Only this morning I read an article on the guardian about the North’s rise in studios, artists, creative outlets and opportunities – and all this during the biggest political catastrophe since the nation mistook Mrs Thatcher for an actual woman. Great stuff! I’ve even interviewed a few bright young things of the art world myself this month, in preparation for a new article, and discovered a genuine support structure running through the city, encouraging artists to develop their work.
I’m pretty excited. This isn’t London – and yes, I do miss it – but it is starting to feel like a place in which my life can thrive, for however long I’m here. So – whilst I am here, I thought it might be a good idea to kick off some dialogue and share the scene.
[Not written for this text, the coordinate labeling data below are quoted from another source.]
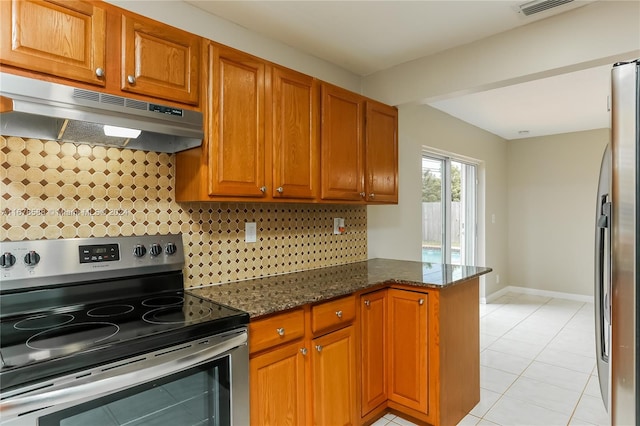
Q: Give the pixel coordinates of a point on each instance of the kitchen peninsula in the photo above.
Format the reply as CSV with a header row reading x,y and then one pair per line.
x,y
345,344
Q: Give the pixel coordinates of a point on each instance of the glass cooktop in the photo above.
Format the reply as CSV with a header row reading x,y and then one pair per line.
x,y
80,335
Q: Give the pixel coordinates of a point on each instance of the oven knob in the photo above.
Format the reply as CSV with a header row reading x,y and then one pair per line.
x,y
139,250
155,249
171,248
7,260
32,258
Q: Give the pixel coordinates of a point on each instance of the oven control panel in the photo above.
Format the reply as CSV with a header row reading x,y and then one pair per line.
x,y
99,253
39,263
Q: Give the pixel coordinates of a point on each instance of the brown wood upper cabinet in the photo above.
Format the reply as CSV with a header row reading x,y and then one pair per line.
x,y
67,40
236,117
295,134
159,60
359,148
381,151
342,149
62,39
262,133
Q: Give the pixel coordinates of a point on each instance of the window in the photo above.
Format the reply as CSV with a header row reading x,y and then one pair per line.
x,y
448,210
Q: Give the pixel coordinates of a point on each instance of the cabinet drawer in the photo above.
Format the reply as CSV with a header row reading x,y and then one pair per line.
x,y
275,330
333,314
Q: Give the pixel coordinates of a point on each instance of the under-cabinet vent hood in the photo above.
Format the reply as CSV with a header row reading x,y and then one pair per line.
x,y
43,110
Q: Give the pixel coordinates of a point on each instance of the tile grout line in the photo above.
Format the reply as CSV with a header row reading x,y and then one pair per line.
x,y
535,357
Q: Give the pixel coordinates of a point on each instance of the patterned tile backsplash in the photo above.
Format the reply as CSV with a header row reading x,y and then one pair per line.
x,y
53,190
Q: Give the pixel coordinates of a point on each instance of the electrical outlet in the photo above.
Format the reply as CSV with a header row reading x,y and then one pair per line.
x,y
250,232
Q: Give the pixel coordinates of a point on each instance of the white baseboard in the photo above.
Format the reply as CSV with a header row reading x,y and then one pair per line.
x,y
536,292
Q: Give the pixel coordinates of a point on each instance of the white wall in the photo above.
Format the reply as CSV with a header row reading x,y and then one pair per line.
x,y
552,199
600,33
395,231
187,17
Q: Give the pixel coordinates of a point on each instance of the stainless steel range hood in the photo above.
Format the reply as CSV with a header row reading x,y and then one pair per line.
x,y
44,110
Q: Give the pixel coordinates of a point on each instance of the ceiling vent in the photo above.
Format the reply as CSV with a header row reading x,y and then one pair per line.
x,y
537,6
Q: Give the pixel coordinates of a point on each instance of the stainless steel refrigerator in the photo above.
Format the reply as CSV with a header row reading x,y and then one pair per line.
x,y
617,298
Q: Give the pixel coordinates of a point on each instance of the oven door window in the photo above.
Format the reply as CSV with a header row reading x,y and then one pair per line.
x,y
198,396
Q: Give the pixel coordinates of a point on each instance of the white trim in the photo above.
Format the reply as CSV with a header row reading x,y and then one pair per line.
x,y
536,292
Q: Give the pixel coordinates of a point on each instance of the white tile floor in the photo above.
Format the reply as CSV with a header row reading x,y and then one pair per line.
x,y
537,365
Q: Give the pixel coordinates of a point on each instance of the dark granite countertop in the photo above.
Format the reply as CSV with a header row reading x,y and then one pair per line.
x,y
262,296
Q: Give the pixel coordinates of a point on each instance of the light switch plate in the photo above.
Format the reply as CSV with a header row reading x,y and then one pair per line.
x,y
250,232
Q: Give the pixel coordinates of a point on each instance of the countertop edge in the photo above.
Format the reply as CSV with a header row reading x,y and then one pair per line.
x,y
266,295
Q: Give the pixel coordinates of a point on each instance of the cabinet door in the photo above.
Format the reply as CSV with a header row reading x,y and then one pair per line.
x,y
408,379
334,378
373,341
64,39
295,135
381,148
277,387
236,124
160,61
342,156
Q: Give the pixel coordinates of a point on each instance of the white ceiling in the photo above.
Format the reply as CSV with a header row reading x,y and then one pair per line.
x,y
369,36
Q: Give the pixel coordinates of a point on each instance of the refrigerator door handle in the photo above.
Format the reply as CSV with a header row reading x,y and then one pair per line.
x,y
602,290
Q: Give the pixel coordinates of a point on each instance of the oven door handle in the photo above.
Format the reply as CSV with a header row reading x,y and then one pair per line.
x,y
116,379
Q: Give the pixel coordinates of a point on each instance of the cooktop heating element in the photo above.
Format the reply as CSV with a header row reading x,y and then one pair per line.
x,y
69,304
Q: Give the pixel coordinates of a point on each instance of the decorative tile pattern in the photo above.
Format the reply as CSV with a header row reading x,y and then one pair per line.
x,y
52,190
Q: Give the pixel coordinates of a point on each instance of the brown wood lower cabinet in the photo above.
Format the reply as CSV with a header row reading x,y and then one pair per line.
x,y
277,391
407,328
412,350
305,379
334,378
373,349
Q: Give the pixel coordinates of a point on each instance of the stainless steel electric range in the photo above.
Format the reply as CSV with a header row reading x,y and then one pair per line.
x,y
99,331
It’s my ambition that this blog might eventually become a bit of a voice for critical integrity in Sheffield – there’s a lot going on in the city, but written commentary is still sparse. If I was going to dream, (and you’ve got to, haven’t you?) I’d say that this is a starting point for the Sheffield based art/writing publication I may eventually find the resources to run. . . nudge, nudge, hint, wink.
So come back soon and “read all about it”! This will be my Sheffield Review.